Thank you. Just one last follow-up here. Now that you are enrolling patients at 2.7 milligrams in melanoma and potentially also non-small cell lung cancer and your other expression cohorts, is there any way that in that scenario having those patients already in that Phase 1/2 or Phase 2 dose expansion that you could skip the Phase 2/3 of a pivotal trial and just go into Phase 3 following that or convert the dose expansion into a pivotal trial by enrolling more patients? Thank you.

So let me be quite clear, we have not started dosing at 2.7 in the melanoma nor obviously in the lung population. We are likely given the ease of adding additional patients to be able to start that before or approximately the same time as the Phase 2/3 prostate, but we will not use that data, because it will be just too early and too delayed to get sufficient enough data to guide the prostate. The prostate will be an independent and actually, more importantly, it’s having it as a controlled study to understand the response rate as well as the safety profile compared to the control population in the sizable number of patients. So no, we will not use the data in those other tumor types to guide us for the prostate study.

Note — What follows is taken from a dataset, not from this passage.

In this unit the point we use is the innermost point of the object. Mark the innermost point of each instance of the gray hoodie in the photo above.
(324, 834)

Thank you. And I am currently showing no further questions in the queue at this time. I’d like to hand the conference back to Dr. Koenig for any closing comments.

Thank you, operator and thank you all for participating in our earnings call today. We look forward to providing further updates on so many of our programs later this year. We hope you have a great afternoon and evening.

Ladies and gentlemen, thank you for your participation in today’s conference. You may now disconnect. Everyone have a wonderful day.